Sold on the Spirit
A couple of years ago, Eric Gorski -- then at the Denver Post -- ran a a three-part series on a local preacher of the Prosperity Gospel. What I loved about the piece, which exposed the pastor's financial success, was that it also explored prosperity teaching in detail. Now with the Associated Press, Gorski has been all over Sen. Chuck Grassley's investigation of various televangelists. Grassley's Senate Finance Committee is investigating allegations of questionable spending and lax financial accountability at six organizations that preach "health and wealth theology," as Gorski puts it.
For his latest, he produced a heavily-researched expose of Kenneth Copeland Ministries. Of the six, Copeland has fought back the hardest, refusing to answer most questions and inviting the Internal Revenue Service to conduct an audit, which would keep information private. Gorski's piece has run in one form or another in some 280+ papers:
Here in the gentle hills of north Texas, televangelist Kenneth Copeland has built a religious empire teaching that God wants his followers to prosper.
Over the years, a circle of Copeland's relatives and friends have done just that, The Associated Press has found. They include the brother-in-law with a lucrative deal to broker Copeland's television time, the son who acquired church-owned land for his ranching business and saw it more than quadruple in value, and board members who together have been paid hundreds of thousands of dollars for speaking at church events.
Church officials say no one improperly benefits through ties to Copeland's vast evangelical ministry, which claims more than 600,000 subscribers in 134 countries to its flagship "Believer's Voice of Victory" magazine. The board of directors signs off on important matters, they say. Yet church bylaws give Copeland veto power over board decisions.
While Copeland insists that his ministry complies with the law, independent tax experts who reviewed information obtained by the AP through interviews, church documents and public records have their doubts. The web of companies and non-profits tied to the televangelist calls the ministry's integrity into question, they say.
"There are far too many relatives here," said Frances Hill, a University of Miami law professor who specializes in nonprofit tax law. "There's too much money sloshing around and too much of it sloshing around with people with overlapping affiliations and allegiances by either blood or friendship or just ties over the years. There are red flags all over these relationships."
Copeland, 71, is a pioneer of the prosperity gospel, which holds that believers are destined to flourish spiritually, physically and financially — and share the wealth with others.

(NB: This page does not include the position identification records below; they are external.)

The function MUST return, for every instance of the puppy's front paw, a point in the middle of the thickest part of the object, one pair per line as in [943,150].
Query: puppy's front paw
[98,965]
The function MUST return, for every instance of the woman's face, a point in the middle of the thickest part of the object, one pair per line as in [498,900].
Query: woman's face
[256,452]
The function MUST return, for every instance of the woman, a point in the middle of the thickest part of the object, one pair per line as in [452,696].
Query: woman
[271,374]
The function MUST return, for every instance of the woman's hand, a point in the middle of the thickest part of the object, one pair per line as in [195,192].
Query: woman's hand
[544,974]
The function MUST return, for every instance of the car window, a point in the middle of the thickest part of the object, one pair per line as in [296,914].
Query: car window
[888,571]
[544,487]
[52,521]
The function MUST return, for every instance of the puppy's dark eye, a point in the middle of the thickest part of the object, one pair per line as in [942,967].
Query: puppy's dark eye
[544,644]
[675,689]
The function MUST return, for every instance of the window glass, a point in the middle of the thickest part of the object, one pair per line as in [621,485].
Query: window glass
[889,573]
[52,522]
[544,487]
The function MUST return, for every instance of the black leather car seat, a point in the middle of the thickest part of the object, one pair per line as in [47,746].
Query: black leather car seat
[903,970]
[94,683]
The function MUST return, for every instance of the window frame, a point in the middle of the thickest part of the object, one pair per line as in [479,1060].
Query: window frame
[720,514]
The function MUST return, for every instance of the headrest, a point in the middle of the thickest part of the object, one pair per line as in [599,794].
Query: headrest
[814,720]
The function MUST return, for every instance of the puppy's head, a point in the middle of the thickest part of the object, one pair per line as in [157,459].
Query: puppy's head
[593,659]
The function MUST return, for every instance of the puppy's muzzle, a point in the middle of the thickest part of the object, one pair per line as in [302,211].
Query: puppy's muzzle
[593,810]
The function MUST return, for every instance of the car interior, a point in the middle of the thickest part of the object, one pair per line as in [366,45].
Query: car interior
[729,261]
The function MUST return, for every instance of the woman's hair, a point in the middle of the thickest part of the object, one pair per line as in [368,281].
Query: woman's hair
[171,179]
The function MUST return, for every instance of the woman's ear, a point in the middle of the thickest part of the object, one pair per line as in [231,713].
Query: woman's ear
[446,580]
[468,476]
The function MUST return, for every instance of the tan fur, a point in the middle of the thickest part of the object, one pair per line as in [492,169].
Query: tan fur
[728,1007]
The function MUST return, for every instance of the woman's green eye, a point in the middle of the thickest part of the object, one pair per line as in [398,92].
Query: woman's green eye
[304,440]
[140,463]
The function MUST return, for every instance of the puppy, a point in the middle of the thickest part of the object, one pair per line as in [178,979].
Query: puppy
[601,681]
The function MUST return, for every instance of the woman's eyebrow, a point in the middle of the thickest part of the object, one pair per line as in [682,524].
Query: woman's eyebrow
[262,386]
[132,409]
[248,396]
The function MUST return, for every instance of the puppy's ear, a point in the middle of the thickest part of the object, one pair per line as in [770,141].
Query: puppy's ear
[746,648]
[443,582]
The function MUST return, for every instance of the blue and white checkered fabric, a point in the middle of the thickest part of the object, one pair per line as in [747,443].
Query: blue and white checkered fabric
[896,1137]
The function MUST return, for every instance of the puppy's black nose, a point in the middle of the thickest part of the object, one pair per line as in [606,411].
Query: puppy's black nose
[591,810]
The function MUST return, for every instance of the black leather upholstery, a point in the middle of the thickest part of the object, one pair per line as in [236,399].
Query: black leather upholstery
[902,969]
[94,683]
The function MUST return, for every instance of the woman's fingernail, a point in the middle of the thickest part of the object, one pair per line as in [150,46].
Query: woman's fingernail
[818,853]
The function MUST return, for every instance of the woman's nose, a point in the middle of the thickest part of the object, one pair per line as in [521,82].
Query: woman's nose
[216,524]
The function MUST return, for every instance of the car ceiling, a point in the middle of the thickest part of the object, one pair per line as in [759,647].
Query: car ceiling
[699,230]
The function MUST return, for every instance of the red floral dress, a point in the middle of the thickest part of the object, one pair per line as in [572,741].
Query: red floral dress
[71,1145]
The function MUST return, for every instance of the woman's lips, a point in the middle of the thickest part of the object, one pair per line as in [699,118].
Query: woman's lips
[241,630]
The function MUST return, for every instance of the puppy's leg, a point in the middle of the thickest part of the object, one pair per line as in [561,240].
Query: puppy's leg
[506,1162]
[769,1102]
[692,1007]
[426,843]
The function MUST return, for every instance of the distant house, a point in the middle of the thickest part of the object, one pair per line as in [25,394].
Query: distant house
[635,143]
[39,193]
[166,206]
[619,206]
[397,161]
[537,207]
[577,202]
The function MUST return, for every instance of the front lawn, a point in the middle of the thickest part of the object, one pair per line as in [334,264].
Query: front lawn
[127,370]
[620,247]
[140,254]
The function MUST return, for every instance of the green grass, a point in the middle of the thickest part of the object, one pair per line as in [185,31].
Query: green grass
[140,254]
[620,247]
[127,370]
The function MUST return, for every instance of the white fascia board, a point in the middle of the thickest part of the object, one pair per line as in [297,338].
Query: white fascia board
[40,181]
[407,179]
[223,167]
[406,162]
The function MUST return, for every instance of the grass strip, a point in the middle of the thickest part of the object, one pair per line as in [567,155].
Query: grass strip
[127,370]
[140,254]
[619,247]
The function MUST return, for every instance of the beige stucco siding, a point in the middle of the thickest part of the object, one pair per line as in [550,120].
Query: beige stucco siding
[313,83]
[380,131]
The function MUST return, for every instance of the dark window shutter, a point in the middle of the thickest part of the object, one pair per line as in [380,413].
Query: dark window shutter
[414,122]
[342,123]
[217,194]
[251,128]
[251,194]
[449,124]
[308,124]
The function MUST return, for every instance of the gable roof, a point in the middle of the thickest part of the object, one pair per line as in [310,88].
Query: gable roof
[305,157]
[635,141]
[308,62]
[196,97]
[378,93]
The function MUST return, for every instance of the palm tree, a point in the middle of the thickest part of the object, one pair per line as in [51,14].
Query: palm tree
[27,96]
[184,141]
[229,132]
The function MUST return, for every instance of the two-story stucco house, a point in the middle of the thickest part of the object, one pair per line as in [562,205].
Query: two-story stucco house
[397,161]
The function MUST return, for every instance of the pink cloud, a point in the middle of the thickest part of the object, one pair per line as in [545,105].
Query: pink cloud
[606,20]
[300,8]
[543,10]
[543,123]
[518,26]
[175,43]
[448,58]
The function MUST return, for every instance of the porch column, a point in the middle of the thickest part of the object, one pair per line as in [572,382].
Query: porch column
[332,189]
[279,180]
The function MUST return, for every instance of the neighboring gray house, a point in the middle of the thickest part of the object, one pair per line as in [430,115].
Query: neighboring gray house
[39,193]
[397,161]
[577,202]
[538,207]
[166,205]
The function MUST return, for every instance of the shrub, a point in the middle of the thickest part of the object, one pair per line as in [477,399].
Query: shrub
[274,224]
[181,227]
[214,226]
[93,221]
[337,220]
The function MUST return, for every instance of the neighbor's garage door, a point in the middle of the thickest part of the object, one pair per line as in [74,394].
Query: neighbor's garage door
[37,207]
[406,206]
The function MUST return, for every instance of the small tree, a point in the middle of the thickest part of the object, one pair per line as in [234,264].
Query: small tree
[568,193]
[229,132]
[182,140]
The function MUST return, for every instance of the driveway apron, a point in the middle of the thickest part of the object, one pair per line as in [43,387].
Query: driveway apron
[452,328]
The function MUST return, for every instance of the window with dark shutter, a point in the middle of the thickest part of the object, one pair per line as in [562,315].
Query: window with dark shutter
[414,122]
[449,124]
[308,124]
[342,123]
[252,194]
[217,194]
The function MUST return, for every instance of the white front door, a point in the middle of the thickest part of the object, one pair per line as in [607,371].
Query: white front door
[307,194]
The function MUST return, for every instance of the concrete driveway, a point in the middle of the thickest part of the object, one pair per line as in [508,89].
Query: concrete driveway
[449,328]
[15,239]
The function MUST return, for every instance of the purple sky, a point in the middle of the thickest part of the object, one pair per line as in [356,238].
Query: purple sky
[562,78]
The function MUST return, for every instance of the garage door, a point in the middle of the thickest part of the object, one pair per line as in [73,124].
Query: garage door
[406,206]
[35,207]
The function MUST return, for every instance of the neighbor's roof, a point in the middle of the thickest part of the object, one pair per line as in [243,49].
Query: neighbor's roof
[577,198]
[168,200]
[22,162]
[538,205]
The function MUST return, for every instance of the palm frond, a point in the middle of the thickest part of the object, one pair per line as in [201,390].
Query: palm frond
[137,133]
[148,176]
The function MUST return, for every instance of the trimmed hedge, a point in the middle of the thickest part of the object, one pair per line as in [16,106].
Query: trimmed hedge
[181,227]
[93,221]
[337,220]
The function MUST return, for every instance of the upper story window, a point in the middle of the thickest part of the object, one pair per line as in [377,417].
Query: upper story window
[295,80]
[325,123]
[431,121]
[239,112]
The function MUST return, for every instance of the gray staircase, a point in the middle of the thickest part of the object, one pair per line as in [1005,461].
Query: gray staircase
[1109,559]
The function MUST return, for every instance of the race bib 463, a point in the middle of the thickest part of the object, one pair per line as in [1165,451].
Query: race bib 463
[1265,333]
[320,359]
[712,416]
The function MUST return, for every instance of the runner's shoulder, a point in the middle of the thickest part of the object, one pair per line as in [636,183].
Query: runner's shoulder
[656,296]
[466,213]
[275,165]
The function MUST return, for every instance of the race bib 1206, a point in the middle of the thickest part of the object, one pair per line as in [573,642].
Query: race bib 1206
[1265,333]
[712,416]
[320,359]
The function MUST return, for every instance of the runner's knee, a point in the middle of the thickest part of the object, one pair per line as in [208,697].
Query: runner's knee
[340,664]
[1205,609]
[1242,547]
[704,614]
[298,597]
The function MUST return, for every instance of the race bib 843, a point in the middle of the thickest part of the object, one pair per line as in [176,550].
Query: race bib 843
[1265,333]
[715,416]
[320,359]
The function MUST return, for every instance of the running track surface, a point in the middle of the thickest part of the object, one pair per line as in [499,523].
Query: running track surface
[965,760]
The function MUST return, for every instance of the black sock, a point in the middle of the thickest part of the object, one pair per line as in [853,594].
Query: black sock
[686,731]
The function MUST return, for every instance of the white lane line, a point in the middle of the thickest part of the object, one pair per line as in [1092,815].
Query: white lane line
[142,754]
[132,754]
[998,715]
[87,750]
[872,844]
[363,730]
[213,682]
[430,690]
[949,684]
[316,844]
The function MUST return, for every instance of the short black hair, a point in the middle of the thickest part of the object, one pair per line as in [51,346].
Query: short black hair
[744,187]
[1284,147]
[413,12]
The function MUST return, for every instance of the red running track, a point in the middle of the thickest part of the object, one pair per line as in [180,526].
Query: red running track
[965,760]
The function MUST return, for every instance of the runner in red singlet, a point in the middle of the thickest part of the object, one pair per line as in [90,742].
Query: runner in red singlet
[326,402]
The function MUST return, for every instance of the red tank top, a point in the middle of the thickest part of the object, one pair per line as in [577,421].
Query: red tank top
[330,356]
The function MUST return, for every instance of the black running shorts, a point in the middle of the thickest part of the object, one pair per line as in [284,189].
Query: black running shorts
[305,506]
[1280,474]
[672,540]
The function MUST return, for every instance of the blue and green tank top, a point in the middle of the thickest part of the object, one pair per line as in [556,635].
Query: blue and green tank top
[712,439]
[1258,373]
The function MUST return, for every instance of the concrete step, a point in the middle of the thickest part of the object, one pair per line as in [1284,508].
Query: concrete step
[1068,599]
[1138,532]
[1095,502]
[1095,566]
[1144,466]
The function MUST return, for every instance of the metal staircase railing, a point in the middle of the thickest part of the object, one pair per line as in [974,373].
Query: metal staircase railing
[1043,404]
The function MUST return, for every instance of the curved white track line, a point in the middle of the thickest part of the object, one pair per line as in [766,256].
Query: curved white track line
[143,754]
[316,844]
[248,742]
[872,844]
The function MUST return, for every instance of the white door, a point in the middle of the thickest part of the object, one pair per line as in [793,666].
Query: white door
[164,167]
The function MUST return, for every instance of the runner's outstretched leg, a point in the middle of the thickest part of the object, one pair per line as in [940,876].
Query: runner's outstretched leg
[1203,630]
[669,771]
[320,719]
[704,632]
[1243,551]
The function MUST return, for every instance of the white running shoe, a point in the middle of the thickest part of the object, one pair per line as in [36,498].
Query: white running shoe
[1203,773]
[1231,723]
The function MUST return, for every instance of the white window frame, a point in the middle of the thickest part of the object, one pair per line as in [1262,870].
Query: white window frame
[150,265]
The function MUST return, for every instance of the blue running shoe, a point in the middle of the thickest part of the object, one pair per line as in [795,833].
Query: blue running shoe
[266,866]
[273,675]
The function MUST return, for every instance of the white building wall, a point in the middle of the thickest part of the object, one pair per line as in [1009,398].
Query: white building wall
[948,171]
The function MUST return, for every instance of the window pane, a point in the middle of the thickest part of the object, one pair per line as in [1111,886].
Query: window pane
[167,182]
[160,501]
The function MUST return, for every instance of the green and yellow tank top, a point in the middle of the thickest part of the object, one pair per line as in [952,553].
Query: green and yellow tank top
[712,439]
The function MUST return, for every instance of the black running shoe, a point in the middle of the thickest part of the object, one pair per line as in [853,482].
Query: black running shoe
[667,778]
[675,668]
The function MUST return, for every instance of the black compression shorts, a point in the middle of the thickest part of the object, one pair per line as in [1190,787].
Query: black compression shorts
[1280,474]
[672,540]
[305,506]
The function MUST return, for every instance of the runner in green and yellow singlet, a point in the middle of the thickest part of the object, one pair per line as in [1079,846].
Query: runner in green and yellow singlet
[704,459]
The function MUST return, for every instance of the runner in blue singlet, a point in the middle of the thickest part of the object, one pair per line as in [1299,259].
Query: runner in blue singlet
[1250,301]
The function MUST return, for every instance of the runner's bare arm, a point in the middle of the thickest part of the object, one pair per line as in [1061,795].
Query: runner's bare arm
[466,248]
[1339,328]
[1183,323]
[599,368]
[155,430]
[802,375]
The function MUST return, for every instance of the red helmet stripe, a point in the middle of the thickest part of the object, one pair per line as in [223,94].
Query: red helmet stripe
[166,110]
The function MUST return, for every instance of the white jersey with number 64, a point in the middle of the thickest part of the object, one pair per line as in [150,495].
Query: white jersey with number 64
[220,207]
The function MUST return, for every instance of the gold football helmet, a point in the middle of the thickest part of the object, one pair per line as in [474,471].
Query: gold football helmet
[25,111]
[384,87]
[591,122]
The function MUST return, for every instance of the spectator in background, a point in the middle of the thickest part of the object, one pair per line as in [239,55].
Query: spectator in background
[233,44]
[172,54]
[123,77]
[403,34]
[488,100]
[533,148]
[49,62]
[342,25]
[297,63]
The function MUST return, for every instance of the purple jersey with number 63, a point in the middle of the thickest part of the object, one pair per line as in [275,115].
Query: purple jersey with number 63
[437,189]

Those are the beginning paragraphs and the remaining 2,000 words just dig deeper and deeper into the finances. It's terribly difficult to investigate church finances since religious non-profit reporting is protected in a way that other non-profits aren't. But Gorski does a good job of using the information at hand to paint a picture of the Kenneth Copeland empire as one of great financial success and somewhat questionable governance.
I wish the article contained more discussion of the prosperity gospel. The sentence quoted above is about it for the article. It was the main strength of Gorski's previous work on prosperity ministries. Still, this is a fantastically researched and well-composed piece.